Wednesday, 8 April 2009

In the Pink

I wrote a while back that with advances in technology and with cheap international outsourcing that the only two things that can't be done by computers or by those in India for $5 an hour is what we create ourselves and what has to be done locally. Art and nursing care. Music and police work. You get the idea.

So I get my Wired magazine for the month and lo and behold there is an by a guy named Daniel Pink who says the same, only way better than I could:

- Scientists have long known that a neurological Mason-Dixon line cleaves our brains into two regions - the left and right hemispheres. But in the last 10 years, thanks in part to advances in functional magnetic resonance imaging, researchers have begun to identify more precisely how the two sides divide responsibilities. The left hemisphere handles sequence, literalness, and analysis. The right hemisphere, meanwhile, takes care of context, emotional expression, and synthesis. Of course, the human brain, with its 100 billion cells forging 1 quadrillion connections, is breathtakingly complex. The two hemispheres work in concert, and we enlist both sides for nearly everything we do. But the structure of our brains can help explain the contours of our times.

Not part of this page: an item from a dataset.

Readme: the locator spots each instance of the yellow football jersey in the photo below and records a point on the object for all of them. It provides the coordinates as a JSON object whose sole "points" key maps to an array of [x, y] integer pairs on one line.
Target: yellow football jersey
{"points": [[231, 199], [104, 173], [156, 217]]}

- Until recently, the abilities that led to success in school, work, and business were characteristic of the left hemisphere. They were the sorts of linear, logical, analytical talents measured by SATs and deployed by CPAs. Today, those capabilities are still necessary. But they're no longer sufficient. In a world upended by outsourcing, deluged with data, and choked with choices, the abilities that matter most are now closer in spirit to the specialties of the right hemisphere - artistry, empathy, seeing the big picture, and pursuing the transcendent.

- Beneath the nervous clatter of our half-completed decade stirs a slow but seismic shift. The Information Age we all prepared for is ending. Rising in its place is what I call the Conceptual Age, an era in which mastery of abilities that we've often overlooked and undervalued marks the fault line between who gets ahead and who falls behind.

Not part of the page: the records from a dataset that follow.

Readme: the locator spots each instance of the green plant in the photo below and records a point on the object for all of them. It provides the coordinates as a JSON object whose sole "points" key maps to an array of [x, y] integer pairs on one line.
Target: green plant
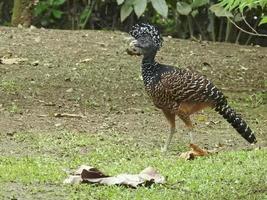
{"points": [[139, 7], [49, 11], [243, 5]]}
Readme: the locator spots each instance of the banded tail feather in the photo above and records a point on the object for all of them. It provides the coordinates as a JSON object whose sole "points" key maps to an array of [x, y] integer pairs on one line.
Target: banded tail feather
{"points": [[236, 121]]}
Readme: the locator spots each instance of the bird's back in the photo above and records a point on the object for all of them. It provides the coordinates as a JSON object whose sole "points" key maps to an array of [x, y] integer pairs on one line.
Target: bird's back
{"points": [[172, 86]]}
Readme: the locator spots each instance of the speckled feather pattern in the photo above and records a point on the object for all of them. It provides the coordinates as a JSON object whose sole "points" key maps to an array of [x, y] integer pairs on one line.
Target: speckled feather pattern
{"points": [[169, 87], [146, 29]]}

- To some of you, this shift - from an economy built on the logical, sequential abilities of the Information Age to an economy built on the inventive, empathic abilities of the Conceptual Age - sounds delightful. "You had me at hello!" I can hear the painters and nurses exulting. But to others, this sounds like a crock. "Prove it!" I hear the programmers and lawyers demanding.

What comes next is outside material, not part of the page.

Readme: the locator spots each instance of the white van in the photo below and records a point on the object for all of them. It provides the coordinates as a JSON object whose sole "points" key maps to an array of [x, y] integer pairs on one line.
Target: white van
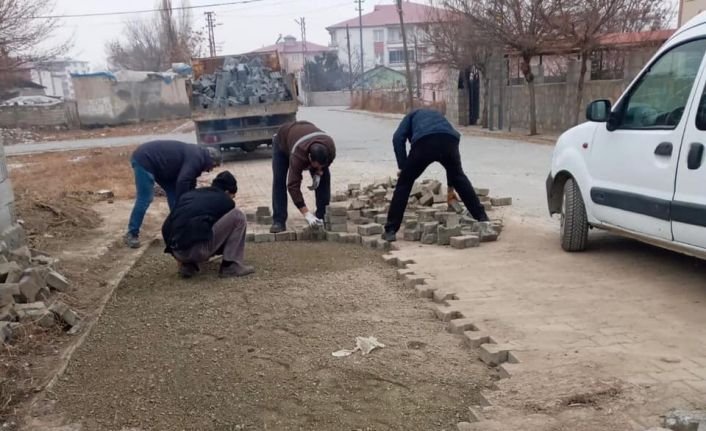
{"points": [[637, 168]]}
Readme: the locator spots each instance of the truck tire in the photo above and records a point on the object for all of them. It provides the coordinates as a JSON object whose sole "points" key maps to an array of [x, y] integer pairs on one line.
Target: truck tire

First, what great writing. Second, what great thinking. And not just because I agree. The title of his article is "Revenge of the Right Brain," which is adapted from his new but not yet released book, "A Whole New Mind: Moving from the Information Age to the Conceptual Age."

I don't think it should be that people abandon their left-brained gig. But rather do both. Which is part of the reason I'm busy exploring all this painting stuff...

I once worked for 3 to 6 months at a stretch on software that I would sell. Afterwards, there was tech support to provide and upgrades and so on. My price on the software I would sell? Roughly $29.95. Depended on the software.

But I can paint and work for three weeks on a painting, the prints of which can sell for $19.95, and best of all - there is no tech support after the sale. I just need to work to be very good and I need to market it.

Smarter, not harder. And right-brained output is tougher for someone else to reproduce.

Some guy once said something like "Periods of tranquility are not periods of production. Mankind needs to be stirred up." Taking 3-6 months to produce anything, left- or right-brained, is a non-starter in our very fast world. We have to be prolific. And personal. And open, transparent, linked, a bit sensational, niched... But mostly prolific. Whatever we do, we have to do a lot of it.